Energy Secretary Davis Chirchir, Cabinet Secretary for Infrastructure and Transport Michael Kamau, Cabinet Secretary for Agriculture, Fisheries and Livestock Felix Koskei and Cabinet Secretary for Labour Kazungu Kambi agreed to step aside, Manoah Esipisu, a spokesman for the presidency, said in an e- mailed statement on Saturday. Acting secretaries to the 18- member cabinet have been appointed to take their place.
“This is just the beginning of an unwavering war against corruption,” Esipisu said. It is not the president’s “place to determine the guilt or otherwise” of officials named in the Ethics and Anti-Corruption Commission Report, he said.
More than 50 public officials may leave office to allow investigations to take place, the Law Society of Kenya said in an e-mailed statement. Kenyatta issued the directive after complaints from the Ethics and Anti-Corruption Commission, or EACC, that it’s “under siege” because of cases currently being investigated.
Officials adversely mentioned in the report, whether a “cabinet secretary, principal secretary, or chief executive of a state institution,” should “immediately step aside pending conclusion of the investigations of the allegations against them,” Kenyatta said during his state of the nation address Thursday.
Chirchir, who already met with anti-graft officials over allegations he was involved in fraudulent activities when he served as a commissioner on the nation’s electoral body, denies any wrongdoing.

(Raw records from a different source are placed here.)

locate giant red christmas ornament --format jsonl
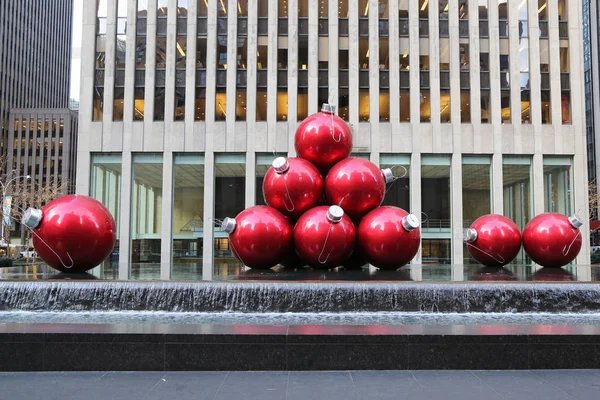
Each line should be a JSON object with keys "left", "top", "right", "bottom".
{"left": 522, "top": 212, "right": 583, "bottom": 268}
{"left": 262, "top": 157, "right": 324, "bottom": 219}
{"left": 294, "top": 103, "right": 353, "bottom": 170}
{"left": 293, "top": 205, "right": 356, "bottom": 269}
{"left": 325, "top": 157, "right": 394, "bottom": 220}
{"left": 221, "top": 206, "right": 292, "bottom": 269}
{"left": 358, "top": 206, "right": 420, "bottom": 270}
{"left": 464, "top": 214, "right": 522, "bottom": 267}
{"left": 23, "top": 195, "right": 116, "bottom": 273}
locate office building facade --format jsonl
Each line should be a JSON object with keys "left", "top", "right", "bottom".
{"left": 78, "top": 0, "right": 589, "bottom": 280}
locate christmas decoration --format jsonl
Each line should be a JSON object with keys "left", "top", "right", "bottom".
{"left": 221, "top": 206, "right": 292, "bottom": 269}
{"left": 294, "top": 104, "right": 352, "bottom": 170}
{"left": 22, "top": 195, "right": 116, "bottom": 272}
{"left": 263, "top": 157, "right": 324, "bottom": 219}
{"left": 325, "top": 157, "right": 394, "bottom": 220}
{"left": 464, "top": 214, "right": 522, "bottom": 267}
{"left": 293, "top": 205, "right": 356, "bottom": 269}
{"left": 522, "top": 212, "right": 583, "bottom": 268}
{"left": 358, "top": 206, "right": 420, "bottom": 270}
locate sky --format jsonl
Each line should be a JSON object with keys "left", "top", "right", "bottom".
{"left": 70, "top": 0, "right": 83, "bottom": 101}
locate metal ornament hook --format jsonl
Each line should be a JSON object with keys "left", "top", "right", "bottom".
{"left": 465, "top": 242, "right": 506, "bottom": 264}
{"left": 317, "top": 223, "right": 335, "bottom": 264}
{"left": 563, "top": 229, "right": 582, "bottom": 257}
{"left": 25, "top": 225, "right": 75, "bottom": 269}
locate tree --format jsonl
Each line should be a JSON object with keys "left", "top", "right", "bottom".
{"left": 0, "top": 156, "right": 69, "bottom": 257}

“I fully support the president in ensuring these investigations happen quickly and cases are settled once and for all,” Chirchir said by phone Friday. “Investigations should be conducted properly so that we separate reason from perception. I don’t like it when my family reads my name in the papers for months over these things.”
Kamau was out for a meeting when Bloomberg called for comment on Friday, according to a person who answered the telephone. A person who identified herself as Kambi’s personal assistant when Bloomberg called his office on Friday said the minister would return the call.
The EACC is also investigating county governors, principal secretaries and lawmakers for graft. The Council of Governors said Kenyatta’s directive for public officials to quit is a political statement and not linked to the fight against corruption, Nairobi-based Daily Nation reported on its Twitter Account.
The boards of state-owned companies have been ordered to urgently convene special meetings to appoint acting officers, the presidency said. The companies affected include the Agricultural Finance Corp., Geothermal Development Co., Nzoia Sugar Co., Kenya Airports Authority, Kenya Pipeline Co. and the National Social Security Fund, it said.
Kenya ranks 145 out of 177 nations on Berlin-based Transparency International’s Corruption Perception Index 2014 that measures perceived corruption around the world.
“This administration has identified corruption as a major cause of wastage, it’s one of the biggest issues facing the country,” Esipisu said by phone from Nairobi. “Ending wastage through corruption is the president’s priority.”